Romero’s Alpha and Omega tale comprehensively chronicles the zombie plague from start to ever-loving finish. Along for the ride is author Daniel Kraus, a self-stylized Romero fiend on his own who was handed the keys to the kingdom, along with around two hundred pages drafted by the king himself. Those pages dive full force into day one and does not come up for breath until the plague dies out twelve years later. Half reboot of what has gone on before, half re-imagining of the genre itself, this novel might have worked out better as two separate volumes, yet Kraus fully plays in and presents Romero’s world in way that maybe the entire narrative needed that single breath.
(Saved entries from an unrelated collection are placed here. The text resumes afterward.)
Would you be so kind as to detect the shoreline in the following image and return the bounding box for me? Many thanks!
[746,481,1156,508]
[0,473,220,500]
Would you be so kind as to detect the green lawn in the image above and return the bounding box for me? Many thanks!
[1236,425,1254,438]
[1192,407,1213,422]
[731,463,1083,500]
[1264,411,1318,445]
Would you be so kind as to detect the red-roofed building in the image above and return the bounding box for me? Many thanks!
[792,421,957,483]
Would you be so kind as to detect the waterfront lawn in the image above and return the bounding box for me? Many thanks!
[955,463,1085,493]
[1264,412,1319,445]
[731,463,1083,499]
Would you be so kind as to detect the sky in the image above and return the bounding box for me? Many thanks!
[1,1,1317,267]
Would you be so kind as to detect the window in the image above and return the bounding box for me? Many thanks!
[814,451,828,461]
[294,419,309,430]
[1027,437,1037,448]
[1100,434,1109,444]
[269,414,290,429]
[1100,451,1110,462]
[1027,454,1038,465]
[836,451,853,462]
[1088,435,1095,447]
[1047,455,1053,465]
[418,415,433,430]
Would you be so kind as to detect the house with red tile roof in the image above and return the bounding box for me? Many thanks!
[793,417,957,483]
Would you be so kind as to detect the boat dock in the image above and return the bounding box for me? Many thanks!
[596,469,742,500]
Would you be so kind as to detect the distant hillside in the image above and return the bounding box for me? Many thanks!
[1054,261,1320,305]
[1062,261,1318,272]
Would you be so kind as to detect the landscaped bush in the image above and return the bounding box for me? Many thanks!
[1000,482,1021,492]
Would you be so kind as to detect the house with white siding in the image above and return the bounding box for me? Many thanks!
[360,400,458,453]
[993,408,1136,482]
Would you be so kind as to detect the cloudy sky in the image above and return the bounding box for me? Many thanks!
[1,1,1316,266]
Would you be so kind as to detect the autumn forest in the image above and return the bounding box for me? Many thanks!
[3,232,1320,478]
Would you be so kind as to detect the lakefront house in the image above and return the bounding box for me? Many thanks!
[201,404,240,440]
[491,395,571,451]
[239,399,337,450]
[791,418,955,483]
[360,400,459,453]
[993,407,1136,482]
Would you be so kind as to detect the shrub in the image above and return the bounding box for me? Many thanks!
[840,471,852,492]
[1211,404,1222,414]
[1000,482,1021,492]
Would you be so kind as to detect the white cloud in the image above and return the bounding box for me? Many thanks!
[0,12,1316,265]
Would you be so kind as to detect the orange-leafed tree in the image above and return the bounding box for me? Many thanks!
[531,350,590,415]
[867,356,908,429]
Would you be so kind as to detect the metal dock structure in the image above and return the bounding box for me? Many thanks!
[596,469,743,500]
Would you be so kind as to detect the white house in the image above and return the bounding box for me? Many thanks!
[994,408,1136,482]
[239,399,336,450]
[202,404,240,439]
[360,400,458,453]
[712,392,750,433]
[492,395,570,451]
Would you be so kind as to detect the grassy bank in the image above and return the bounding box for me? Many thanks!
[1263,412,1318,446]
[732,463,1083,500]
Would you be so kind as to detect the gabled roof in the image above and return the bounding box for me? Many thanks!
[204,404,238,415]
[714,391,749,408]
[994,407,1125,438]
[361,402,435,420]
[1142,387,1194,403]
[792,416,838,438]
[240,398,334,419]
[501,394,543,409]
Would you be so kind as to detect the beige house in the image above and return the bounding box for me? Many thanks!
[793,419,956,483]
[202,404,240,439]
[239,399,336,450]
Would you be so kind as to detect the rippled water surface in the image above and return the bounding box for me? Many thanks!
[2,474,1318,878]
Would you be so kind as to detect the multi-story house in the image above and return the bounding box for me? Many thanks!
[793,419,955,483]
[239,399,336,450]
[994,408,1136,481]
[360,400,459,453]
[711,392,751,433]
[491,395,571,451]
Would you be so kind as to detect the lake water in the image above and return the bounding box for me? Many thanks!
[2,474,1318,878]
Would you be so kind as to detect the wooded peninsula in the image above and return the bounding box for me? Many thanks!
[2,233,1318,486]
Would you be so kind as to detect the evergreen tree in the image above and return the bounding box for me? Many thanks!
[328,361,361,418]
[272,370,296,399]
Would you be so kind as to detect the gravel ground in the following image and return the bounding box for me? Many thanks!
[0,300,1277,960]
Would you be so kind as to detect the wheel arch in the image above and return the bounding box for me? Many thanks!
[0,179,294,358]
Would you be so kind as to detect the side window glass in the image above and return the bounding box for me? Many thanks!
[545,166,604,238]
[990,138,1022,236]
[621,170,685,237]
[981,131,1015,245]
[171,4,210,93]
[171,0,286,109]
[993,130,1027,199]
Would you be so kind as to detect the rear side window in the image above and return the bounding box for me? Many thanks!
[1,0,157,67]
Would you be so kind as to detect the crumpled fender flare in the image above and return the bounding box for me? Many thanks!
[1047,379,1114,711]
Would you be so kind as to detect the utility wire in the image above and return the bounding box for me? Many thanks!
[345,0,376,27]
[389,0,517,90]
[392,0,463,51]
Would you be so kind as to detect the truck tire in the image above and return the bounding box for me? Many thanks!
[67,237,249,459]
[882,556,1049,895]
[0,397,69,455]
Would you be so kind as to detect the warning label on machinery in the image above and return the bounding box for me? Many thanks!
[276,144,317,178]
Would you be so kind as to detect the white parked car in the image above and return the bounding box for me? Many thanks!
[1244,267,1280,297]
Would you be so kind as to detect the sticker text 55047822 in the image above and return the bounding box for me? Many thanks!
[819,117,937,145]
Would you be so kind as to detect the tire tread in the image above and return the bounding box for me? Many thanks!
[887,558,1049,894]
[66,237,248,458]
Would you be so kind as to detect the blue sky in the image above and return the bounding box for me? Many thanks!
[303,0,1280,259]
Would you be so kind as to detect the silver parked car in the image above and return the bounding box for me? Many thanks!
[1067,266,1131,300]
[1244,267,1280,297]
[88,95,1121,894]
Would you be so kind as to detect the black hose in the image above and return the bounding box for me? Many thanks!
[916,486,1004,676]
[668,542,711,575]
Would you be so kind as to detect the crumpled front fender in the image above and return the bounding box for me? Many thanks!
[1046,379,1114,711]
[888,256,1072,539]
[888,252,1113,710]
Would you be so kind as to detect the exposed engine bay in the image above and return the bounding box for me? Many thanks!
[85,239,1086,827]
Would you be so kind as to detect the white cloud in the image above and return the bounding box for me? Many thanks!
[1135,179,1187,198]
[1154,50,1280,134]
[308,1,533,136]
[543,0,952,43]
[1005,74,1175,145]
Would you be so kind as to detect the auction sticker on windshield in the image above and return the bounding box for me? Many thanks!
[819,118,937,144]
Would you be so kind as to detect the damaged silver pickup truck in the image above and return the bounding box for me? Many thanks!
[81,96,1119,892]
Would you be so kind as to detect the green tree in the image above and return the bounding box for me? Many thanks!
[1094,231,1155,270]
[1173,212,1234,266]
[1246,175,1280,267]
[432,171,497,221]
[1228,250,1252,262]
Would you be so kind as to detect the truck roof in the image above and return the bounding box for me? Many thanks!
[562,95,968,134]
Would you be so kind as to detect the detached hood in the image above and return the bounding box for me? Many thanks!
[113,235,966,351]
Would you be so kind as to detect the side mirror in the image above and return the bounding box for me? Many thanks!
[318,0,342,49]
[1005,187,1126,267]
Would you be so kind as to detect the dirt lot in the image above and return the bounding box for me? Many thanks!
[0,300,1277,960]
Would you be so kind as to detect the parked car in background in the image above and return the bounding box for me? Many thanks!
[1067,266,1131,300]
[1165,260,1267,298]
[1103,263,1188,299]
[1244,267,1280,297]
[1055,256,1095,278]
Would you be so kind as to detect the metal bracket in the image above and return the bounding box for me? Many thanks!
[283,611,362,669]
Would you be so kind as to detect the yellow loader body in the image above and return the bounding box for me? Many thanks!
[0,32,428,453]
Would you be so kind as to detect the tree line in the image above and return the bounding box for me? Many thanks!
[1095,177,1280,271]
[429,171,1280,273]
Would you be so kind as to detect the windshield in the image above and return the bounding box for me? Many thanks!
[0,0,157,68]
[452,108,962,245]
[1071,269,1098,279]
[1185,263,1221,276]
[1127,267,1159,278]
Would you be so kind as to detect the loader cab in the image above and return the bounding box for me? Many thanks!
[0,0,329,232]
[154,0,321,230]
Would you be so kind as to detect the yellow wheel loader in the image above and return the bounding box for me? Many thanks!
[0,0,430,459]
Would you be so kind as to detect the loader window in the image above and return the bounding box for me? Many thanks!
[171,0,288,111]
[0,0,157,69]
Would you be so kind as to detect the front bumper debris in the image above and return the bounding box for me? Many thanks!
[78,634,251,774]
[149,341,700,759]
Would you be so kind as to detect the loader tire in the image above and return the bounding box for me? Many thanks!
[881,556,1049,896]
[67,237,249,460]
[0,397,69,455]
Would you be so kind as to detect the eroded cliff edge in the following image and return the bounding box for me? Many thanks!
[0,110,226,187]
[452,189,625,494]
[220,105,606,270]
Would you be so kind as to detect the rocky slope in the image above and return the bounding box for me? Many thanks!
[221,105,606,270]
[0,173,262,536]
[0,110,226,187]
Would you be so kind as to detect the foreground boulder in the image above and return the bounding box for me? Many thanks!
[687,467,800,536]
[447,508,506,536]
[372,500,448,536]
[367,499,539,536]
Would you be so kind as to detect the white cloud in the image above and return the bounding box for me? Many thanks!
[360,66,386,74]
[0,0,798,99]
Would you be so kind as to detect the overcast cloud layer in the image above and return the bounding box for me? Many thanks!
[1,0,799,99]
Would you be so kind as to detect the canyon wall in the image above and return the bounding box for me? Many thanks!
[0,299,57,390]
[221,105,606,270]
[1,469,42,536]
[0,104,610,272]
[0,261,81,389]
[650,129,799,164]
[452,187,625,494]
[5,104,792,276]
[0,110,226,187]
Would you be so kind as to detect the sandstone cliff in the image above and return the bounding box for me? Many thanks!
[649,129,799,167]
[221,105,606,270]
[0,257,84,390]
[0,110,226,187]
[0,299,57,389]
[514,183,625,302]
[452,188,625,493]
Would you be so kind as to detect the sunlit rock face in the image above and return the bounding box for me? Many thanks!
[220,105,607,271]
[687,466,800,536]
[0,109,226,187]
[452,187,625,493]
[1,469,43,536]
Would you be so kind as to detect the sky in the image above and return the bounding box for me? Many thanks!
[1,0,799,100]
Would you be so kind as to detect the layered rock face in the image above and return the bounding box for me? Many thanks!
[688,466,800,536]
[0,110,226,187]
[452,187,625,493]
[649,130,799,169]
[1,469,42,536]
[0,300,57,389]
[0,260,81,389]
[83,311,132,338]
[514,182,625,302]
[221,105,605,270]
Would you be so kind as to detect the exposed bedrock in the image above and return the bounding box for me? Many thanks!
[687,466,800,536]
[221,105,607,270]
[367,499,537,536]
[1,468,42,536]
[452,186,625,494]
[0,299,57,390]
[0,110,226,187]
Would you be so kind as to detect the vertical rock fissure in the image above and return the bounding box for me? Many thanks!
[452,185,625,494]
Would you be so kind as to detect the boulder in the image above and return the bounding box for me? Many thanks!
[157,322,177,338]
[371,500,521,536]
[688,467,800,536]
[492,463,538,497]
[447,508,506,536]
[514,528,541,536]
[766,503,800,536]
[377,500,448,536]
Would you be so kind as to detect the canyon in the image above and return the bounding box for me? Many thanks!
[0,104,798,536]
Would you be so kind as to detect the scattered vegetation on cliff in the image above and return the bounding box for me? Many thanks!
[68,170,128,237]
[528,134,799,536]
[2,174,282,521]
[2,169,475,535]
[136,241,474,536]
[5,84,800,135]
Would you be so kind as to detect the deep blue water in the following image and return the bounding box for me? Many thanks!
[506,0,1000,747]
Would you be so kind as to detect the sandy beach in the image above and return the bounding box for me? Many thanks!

Kraus starts at Day One, with the first recorded reanimation occurring in San Diego. Charlie Rutkowski, an assistant with the city morgue, encounters the ghoul, who happens to be a body she and her partner are attending. Surprise! Instances quick arise country-wide: Washington DC, St Louis, Atlanta, even within the decks of a US Navy aircraft carrier.
No one is safe and as slow as the ghouls move, they work fast. Death, after all, is prevalent.
Similar to Romero’s movies, as well as the pop-culture tales of The Walking Dead, the outbreak quickly descends into chaos until rules are established; time honored rules that are by now known to all. Kraus uses this time to build his characters – historian Etta Hoffman, high schooler Greer Morgan, newsman Chuck Corso, Naval officer Karl Nishimura – but outside of the gory devouring time, these lapses pace at a zombie crawl. As does much of the novel.
Kraus no doubt takes huge delight at working within Romero’s universe. In setting his own mark, he looks to flesh out the traditional fare bringing substance to the style. This is all well and good. Kraus relates a deep, thought out, and entertaining story. Sometimes, though? Sometimes you want wonton zombie destruction. The Living Dead only whets that appetite.
Ghoulish greetings to NetGalley and Macmillan/Tor Books for The Living Dead advance experience.